Binomial.loglike_obs(endog, mu, var_weights=1.0, scale=1.0)[source]

The log-likelihood function for each observation in terms of the fitted mean response for the Binomial distribution.

  • endog (array) – Usually the endogenous response variable.
  • mu (array) – Usually but not always the fitted mean response variable.
  • var_weights (array-like) – 1d array of variance (analytic) weights. The default is 1.
  • scale (float) – The scale parameter. The default is 1.

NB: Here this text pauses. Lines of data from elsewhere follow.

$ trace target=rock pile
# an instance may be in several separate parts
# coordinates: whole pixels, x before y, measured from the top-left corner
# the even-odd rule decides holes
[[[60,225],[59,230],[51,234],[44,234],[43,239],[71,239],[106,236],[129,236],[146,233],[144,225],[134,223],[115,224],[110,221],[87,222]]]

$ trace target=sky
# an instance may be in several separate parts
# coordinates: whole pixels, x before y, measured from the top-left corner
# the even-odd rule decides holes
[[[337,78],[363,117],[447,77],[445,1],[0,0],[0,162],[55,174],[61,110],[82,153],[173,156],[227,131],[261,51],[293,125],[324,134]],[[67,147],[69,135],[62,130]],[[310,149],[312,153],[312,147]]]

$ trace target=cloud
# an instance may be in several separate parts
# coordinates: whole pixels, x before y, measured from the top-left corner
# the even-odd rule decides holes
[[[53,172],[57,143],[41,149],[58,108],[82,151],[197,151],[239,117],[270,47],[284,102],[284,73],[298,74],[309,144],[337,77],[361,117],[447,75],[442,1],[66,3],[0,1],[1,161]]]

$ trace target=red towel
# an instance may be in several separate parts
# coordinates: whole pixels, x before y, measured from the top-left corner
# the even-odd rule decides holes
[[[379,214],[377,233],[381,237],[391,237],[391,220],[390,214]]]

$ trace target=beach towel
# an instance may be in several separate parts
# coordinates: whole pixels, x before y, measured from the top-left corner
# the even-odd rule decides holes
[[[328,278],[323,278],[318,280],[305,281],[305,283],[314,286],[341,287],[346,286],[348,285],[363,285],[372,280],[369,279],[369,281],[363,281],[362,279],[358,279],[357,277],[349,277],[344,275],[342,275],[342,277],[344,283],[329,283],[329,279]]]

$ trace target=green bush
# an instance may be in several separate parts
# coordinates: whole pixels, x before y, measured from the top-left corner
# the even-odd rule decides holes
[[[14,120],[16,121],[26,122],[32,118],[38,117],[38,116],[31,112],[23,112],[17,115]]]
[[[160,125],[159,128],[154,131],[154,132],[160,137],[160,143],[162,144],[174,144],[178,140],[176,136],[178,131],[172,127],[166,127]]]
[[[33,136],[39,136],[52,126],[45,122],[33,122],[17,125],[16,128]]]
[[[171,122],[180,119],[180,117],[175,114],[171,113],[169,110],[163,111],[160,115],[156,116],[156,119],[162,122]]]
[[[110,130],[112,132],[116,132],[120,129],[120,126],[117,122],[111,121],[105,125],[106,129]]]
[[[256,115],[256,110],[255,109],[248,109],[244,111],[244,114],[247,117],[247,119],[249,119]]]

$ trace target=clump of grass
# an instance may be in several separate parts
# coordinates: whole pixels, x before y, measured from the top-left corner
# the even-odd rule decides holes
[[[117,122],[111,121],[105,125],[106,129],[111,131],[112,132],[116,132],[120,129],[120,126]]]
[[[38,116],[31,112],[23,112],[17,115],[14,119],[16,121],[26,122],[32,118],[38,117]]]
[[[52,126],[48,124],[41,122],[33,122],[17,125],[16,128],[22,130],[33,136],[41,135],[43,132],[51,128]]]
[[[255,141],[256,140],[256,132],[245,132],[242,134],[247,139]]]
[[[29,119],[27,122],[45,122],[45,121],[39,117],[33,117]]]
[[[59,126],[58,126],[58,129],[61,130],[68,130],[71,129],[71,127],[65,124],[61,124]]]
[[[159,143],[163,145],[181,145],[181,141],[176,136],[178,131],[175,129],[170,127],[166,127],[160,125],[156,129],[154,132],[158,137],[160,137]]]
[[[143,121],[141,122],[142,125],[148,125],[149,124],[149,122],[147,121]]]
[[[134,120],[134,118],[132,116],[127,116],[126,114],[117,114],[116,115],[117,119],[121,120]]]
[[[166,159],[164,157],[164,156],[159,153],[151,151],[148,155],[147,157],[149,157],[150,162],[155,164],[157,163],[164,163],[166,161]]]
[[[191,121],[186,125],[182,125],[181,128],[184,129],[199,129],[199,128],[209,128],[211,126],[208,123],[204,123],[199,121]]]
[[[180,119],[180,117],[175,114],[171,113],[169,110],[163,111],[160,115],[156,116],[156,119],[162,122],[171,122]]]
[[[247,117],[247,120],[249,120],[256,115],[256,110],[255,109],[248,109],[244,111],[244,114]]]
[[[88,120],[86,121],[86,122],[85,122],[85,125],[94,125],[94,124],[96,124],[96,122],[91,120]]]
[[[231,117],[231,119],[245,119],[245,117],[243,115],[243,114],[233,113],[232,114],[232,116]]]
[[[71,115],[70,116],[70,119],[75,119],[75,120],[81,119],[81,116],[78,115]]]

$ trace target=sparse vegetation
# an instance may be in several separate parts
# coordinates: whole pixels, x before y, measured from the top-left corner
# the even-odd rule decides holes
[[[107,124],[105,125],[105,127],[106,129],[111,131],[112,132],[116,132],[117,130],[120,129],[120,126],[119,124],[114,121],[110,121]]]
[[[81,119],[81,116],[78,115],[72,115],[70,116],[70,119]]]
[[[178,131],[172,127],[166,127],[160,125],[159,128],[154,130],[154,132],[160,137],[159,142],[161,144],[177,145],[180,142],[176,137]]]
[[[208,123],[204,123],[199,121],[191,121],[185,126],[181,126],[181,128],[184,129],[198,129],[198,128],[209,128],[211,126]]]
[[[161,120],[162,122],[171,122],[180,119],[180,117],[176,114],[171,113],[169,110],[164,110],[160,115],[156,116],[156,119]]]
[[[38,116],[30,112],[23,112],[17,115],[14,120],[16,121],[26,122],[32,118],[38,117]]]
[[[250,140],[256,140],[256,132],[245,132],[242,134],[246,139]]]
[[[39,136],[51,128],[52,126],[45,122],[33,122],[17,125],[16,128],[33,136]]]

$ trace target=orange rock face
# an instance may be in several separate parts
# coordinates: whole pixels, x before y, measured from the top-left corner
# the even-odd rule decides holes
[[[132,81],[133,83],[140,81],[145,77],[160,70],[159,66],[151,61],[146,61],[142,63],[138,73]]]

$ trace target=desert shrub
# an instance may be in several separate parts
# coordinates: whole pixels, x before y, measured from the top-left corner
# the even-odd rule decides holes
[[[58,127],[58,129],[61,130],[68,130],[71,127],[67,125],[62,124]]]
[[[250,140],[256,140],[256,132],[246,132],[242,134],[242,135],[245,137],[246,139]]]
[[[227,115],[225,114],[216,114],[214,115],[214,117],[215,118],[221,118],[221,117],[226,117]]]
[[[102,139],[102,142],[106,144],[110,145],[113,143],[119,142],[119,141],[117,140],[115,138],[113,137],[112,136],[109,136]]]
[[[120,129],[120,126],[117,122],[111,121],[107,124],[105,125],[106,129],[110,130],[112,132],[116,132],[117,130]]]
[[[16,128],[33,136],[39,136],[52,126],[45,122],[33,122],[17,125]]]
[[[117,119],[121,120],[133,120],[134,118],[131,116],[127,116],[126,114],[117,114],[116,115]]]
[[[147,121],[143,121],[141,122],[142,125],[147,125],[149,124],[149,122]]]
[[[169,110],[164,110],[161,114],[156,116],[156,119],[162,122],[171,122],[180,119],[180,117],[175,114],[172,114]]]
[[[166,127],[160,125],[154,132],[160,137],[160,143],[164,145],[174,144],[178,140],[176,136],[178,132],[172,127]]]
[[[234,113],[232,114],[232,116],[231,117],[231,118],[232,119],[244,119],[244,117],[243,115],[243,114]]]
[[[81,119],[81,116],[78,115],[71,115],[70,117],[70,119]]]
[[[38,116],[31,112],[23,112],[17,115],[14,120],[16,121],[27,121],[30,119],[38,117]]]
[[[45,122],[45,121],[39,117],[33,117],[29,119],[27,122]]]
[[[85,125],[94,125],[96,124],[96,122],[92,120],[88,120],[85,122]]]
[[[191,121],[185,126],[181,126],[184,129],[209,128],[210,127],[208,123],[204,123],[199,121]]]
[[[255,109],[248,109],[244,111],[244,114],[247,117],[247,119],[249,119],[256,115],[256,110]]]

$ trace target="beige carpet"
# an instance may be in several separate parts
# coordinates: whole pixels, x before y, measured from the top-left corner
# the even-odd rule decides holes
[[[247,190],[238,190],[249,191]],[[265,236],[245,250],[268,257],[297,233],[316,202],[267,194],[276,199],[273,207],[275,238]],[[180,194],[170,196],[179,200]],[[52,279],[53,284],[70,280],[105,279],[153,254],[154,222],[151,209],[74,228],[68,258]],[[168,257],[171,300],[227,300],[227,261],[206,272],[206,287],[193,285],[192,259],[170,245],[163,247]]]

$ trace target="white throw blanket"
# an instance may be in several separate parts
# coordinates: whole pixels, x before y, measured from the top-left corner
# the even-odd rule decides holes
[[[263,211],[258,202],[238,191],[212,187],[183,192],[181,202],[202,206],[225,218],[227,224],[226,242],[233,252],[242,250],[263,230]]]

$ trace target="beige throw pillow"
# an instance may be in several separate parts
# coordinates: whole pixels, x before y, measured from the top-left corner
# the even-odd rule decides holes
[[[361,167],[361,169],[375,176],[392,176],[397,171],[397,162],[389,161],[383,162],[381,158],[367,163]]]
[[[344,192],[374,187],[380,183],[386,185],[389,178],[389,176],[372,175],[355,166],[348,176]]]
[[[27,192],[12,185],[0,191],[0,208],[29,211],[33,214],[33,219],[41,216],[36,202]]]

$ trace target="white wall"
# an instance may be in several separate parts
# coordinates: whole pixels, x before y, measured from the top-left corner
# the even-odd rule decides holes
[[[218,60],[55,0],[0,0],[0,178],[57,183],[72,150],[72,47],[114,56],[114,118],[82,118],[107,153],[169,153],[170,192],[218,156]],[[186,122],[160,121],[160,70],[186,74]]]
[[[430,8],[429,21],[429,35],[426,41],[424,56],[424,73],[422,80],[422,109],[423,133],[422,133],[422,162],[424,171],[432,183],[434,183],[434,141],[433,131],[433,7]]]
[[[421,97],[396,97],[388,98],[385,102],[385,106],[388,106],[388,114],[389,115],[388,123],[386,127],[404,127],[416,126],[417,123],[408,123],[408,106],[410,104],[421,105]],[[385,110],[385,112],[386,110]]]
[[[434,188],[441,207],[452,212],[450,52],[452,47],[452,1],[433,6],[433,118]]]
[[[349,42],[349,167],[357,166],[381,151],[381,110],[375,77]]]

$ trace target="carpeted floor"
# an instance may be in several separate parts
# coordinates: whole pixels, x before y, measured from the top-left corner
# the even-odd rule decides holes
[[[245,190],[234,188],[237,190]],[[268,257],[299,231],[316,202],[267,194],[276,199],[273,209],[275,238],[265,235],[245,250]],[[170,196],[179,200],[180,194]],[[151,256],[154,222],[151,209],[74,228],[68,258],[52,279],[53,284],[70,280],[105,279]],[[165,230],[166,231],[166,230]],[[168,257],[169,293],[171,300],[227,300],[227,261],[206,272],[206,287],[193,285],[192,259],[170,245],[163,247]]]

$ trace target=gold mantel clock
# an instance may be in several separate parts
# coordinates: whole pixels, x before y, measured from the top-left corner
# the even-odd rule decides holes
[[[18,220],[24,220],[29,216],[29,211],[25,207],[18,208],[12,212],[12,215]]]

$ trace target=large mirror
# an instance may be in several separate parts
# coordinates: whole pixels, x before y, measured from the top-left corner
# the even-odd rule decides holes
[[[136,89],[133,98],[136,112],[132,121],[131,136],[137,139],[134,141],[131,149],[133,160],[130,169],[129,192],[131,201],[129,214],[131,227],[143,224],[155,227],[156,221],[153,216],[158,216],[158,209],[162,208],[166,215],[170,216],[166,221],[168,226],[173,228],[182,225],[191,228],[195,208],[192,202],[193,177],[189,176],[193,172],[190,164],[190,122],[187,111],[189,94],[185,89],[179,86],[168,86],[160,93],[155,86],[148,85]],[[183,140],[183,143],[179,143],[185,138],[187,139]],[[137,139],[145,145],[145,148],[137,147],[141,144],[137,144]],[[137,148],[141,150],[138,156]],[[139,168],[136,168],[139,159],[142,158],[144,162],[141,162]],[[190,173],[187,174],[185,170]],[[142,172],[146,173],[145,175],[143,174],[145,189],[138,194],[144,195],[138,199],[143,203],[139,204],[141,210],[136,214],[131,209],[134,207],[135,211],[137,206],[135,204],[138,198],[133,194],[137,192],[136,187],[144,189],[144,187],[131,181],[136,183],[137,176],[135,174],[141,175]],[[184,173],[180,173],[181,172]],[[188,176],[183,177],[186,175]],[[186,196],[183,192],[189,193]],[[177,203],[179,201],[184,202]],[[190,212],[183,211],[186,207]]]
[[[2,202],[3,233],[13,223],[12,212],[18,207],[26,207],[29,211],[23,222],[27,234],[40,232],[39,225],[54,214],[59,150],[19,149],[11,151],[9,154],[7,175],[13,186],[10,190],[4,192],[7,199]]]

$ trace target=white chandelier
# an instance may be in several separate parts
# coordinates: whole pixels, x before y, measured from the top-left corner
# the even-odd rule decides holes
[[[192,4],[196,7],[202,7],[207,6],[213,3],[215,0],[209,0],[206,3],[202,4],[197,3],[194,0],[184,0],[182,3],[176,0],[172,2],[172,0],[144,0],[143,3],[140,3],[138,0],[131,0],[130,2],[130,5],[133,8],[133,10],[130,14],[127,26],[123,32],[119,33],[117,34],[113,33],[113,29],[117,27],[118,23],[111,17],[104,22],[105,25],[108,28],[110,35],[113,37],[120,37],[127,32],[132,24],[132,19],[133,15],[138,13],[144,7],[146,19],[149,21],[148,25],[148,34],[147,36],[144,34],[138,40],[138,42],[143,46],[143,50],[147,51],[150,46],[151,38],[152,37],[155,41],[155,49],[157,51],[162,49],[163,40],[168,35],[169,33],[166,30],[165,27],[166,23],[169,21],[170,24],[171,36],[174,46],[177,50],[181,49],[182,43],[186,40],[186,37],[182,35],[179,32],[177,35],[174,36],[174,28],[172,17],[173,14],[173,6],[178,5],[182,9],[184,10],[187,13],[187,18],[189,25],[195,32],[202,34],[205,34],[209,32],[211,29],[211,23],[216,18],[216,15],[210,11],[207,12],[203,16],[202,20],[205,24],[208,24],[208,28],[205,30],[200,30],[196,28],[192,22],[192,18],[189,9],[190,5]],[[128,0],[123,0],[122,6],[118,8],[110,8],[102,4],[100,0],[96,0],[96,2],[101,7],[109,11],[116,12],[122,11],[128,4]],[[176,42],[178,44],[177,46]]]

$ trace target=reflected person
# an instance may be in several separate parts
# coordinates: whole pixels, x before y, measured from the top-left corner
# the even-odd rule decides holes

ll_i – The value of the loglikelihood evaluated at (endog, mu, var_weights, scale) as defined below.

Return type:



If the endogenous variable is binary:

\[ll_i = \sum_i (y_i * \log(\mu_i/(1-\mu_i)) + \log(1-\mu_i)) * var\_weights_i\]

If the endogenous variable is binomial:

\[ll_i = \sum_i var\_weights_i * (\ln \Gamma(n+1) - \ln \Gamma(y_i + 1) - \ln \Gamma(n_i - y_i +1) + y_i * \log(\mu_i / (n_i - \mu_i)) + n * \log(1 - \mu_i/n_i))\]

where \(y_i = Y_i * n_i\) with \(Y_i\) and \(n_i\) as defined in Binomial initialize. This simply makes \(y_i\) the original number of successes.